她想要努力張口說話,可意識卻不斷地拉扯她,讓她連抬起手的力氣都沒有。
就這樣吧,爸爸親手帶給她的傷害,就這樣結束吧。
穗穗緩緩閉上眼,徹底陷入無盡的黑暗之中。
「嗚嗚... ...來不及了。」
梔梔眼淚跟不要錢一樣湧出來,她小小的腦袋瓜子裡拼命的想辦法去救穗穗姐姐。
可她唯一能想到的就是自己空間的靈泉水。
靈泉水不一定能有用,但她一定要盡力一試。
「媽媽!爸爸!」
梔梔放聲哭喊叫著親人過來,江岸朝以為是喊她過去帶穗穗去醫院,背起來就要往外面走。
可卻被鄧秋攔住,鄧秋死死的攥住他的胳膊,沖他使眼色。
「快把穗穗放進臥室里去。」
「什麼?現在她這種情況,送醫院都不一定來得及,要是放臥室里不就是直接等死嗎?」
江岸朝不解,可看到妻子如此堅持,他也只能聽從。
剛一進屋子,梔梔就憑空消失,可又很快出現。
江岸朝不可置信的望向梔梔,他揉了揉眼,哪怕是看到梔梔現在就活生生站在自己面前,正在給穗穗脖子上倒水。
可他還是有些懵。
難道是他這段時間被關的太久了,頭暈眼花看不清楚了?
不對啊... ...
梔梔語速很快,「媽媽,拿乾淨的紗布來,或者毛巾也行。」
「好!」
鄧秋立刻轉身去找來毛巾止血,順帶著還把家裡之前囤的雲南白藥粉拿了過來。
梔梔看到藥,毫不猶豫一整瓶全部都撒了上去。
鄧秋在旁邊低聲,「別著急,應該傷到的不是動脈,應該只是微小血管,只要止血了還是能救回來的。」
韓於彬簡直就是一個畜生,對自己的親生女兒都能下這麼重的手。
這種人簡直都不配活在這個世界上。
穗穗原本脖頸處鮮血一直流的嚇人,在梔梔把靈泉水倒上去的瞬間,血液漸漸開始不流,血管甚至開始重塑,原本破裂的也開始修復。
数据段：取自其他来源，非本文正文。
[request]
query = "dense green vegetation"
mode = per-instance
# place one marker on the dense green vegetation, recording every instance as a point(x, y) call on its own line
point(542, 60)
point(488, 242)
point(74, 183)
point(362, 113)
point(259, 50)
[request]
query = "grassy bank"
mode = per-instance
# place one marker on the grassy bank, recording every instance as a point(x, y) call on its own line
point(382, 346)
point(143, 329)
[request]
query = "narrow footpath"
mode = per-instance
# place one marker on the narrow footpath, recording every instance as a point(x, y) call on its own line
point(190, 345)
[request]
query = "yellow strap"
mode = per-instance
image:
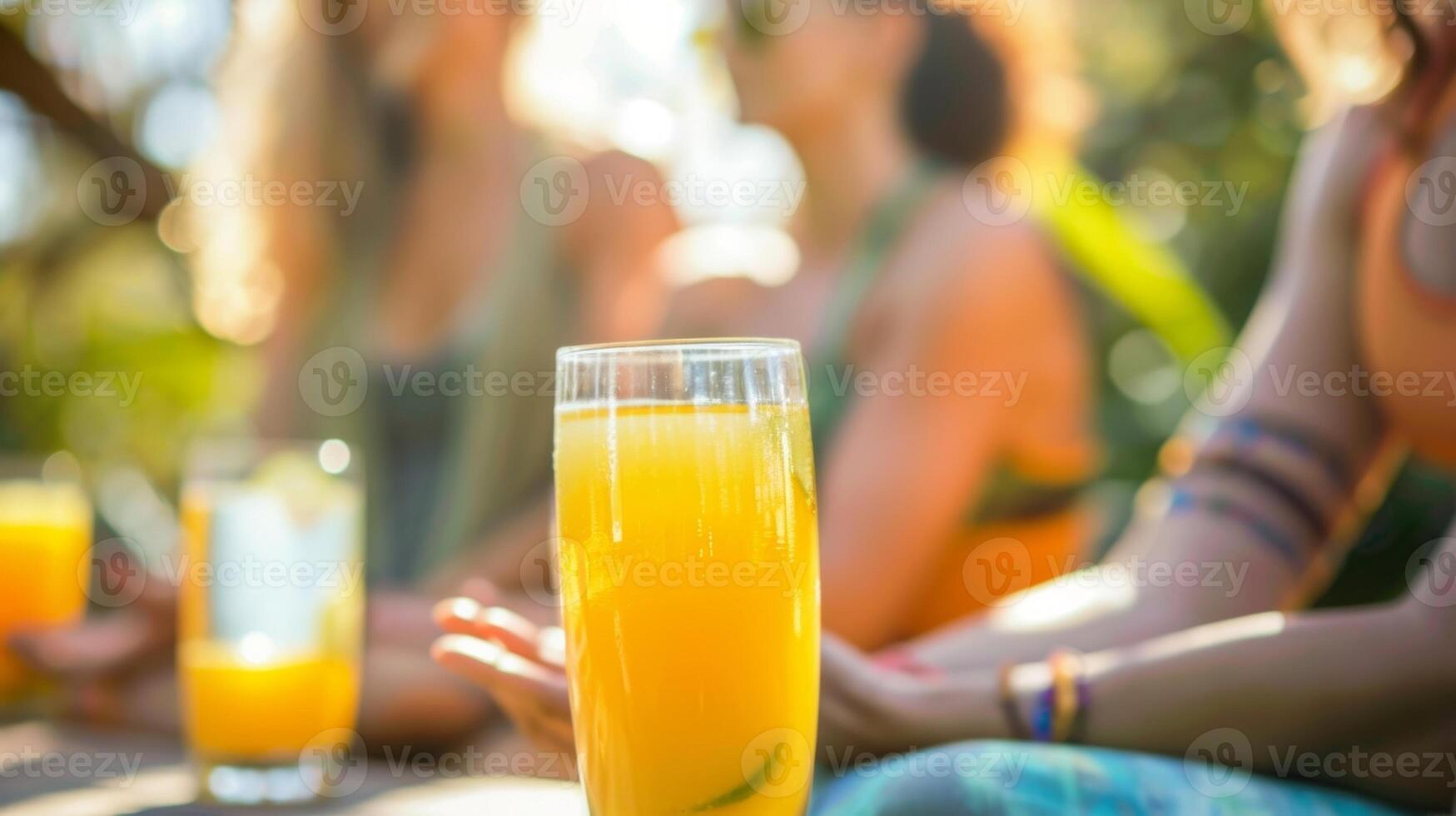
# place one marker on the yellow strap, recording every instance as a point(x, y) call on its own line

靈泉水的作用及其迅速,肉眼可見就能看到穗穗的脖頸傷口在飛快的止血,只是這傷口太深,要想癒合還需要不間斷的敷上三天。
做好這一切之後,梔梔低下小腦袋垂頭去用耳朵聽穗穗姐姐的呼吸。
發現呼吸和脈搏都開始變得正常了之後,梔梔抬眸,濕盈盈的大眼睛無助的望向母親。
「媽媽,她這樣就能暫時脫離危險了是嗎?」
「是的。」
鄧秋如釋重負,大大的鬆了一口氣。
她慈愛的伸出手輕輕撫摸著梔梔的腦袋,「血止住了,剩下的就可以交給醫生好好處理了。」
穗穗這孩子,之前經常往江家跑,那段時間養的水靈靈的,幾乎不缺吃卻穿。
自從岸朝被抓這半個月以來,穗穗也沒機會過來,這小小的孩子,怎麼就手上全長滿了凍瘡,小臉也變得蠟黃蠟黃的。
韓於彬和鳳梅這兩口子,光知道生,不知道養,根本就不配做父母。
鄧秋扭頭看向江岸朝,眼神裡帶著擔憂,她囑咐道:「現在澡堂還沒關門,你快去洗個澡換件新衣服,部隊裡亂作一團,你肯定是要回去幫忙的。」